I’ll give this to Alibaba Group: I think they’re one of the few Chinese firms that gets international PR. Granted Alibaba is not cut from the same cultural cloth as the big SOEs and red-chip firms, but even controlling for that they’ve done a good job telling their story.
Although it still feels like a work-in-progress (and is labeled “beta”), Alizila is a good idea. This is the digital age, and as mainstream media are stretched ever more thinly companies need to get better at telling their own stories directly to the audiences that matter to them.
But I wonder about two things. First is the effort taken to stress that Mr. Erickson remains a journalist and not a PR person. As a PR person, when I look at this site I see PR: A house platform for telling stories about the company and making the company more visible.
In the end, can you be a journalist in the sense most of us understand it and report impartially on a daily basis on the company cutting your paycheck? What will happen when there’s a real crisis or serious problem that demands coverage or investigation? What will happen the first time someone in an executive suite wants to kill or amend one of Mr. Erickson’s stories?
Some of the stories on Alizila do delve into Alibaba’s challenges, but none of them is what I would call confrontational. Ms. Alberts quotes Mr. Erickson remarking on an Alizila article he wrote on Alibaba’s efforts to tackle counterfeits on the site, saying, “I’m certainly not going for the jugular, but if you’re in PR it goes against every instinct in your body, because you are drawing attention to the fact that there are fakes on the website.”
I’m in PR, and as an outside observer it doesn’t go against every instinct in my body. The availability of pirate goods on Alibaba isn’t a secret that’s being suddenly revealed. Personally, I’d see a post on steps the company is taking to control a known problem, even one that embeds some criticisms or discusses past problems, as generally positive. If that story had been on a third-party news site, I’d grade it as positive with regards to Alibaba because of the emphasis on the company’s actions to resolve the problems and the positioning of the piracy problem as a widespread issue afflicting the entire industry (a classic PR technique, “broadening”). If it had been a story earned through PR, it’d be good PR.
The second question is why jump through hoops to make this look like a news site rather than harnessing Mr. Erickson’s talent and experience as a straightforward company blogger? He could cover the same topics, dig into general industry news, use a more engaging voice, and probably achieve similar visibility results for the company, without having to maintain what to me seems like an unsustainable air of impartiality. He could be an advocate in the best possible way.
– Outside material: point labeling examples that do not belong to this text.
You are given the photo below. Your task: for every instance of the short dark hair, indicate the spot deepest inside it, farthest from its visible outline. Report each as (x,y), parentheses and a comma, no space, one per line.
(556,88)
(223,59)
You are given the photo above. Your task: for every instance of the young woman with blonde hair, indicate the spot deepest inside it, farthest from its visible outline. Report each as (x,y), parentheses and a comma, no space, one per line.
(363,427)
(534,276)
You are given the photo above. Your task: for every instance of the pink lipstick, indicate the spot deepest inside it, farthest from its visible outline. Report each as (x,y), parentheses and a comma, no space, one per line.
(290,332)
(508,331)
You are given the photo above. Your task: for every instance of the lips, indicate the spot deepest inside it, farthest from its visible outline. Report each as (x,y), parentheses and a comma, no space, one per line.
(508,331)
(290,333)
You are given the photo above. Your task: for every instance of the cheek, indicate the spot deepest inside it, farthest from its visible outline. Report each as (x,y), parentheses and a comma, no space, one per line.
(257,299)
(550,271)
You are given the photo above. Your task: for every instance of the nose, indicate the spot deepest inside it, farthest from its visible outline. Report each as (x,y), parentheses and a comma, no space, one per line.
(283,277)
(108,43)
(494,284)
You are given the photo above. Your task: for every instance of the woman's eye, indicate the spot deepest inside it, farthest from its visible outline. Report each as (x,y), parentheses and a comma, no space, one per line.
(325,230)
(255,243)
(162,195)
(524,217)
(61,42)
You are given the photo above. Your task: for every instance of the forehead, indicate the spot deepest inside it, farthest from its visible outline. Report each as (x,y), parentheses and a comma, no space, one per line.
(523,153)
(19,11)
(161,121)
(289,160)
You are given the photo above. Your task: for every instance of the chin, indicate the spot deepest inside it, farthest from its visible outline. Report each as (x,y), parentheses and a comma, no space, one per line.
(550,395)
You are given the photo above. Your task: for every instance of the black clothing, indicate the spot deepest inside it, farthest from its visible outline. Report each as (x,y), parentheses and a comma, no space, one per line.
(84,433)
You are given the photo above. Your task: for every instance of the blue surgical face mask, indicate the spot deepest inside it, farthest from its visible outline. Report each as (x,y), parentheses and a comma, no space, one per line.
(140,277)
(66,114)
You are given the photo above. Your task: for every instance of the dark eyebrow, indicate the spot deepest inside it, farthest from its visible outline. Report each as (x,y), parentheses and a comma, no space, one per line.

Perhaps it has to do with how the audience they’re trying to reach will perceive a blog as against something that looks like a news site (although they’re also active on several conspicuously American social media networks). Or perhaps it’s simply the approach that everyone is comfortable with. There is a blog on Alizila, but although the posts seem shorter than the “news” articles, the voice is similar.
Ultimately, Alizila is PR. There’s nothing wrong with that. They should embrace it and be proud. Get past the “dark side” stuff. Good, honest communication and good storytelling are both part of good PR. And there is certainly a role for journalistic skills in good PR, nutting out the stories and telling them well (which is why our industry is full of ex-journalists, although Imagethief is not among them). But trying to distance such efforts from PR strikes me as disservice to PR and journalism alike.
With all that in mind, I think Alizila is interesting, especially coming from a Chinese company. I’m curious to see where they take it and if they launch a Chinese version.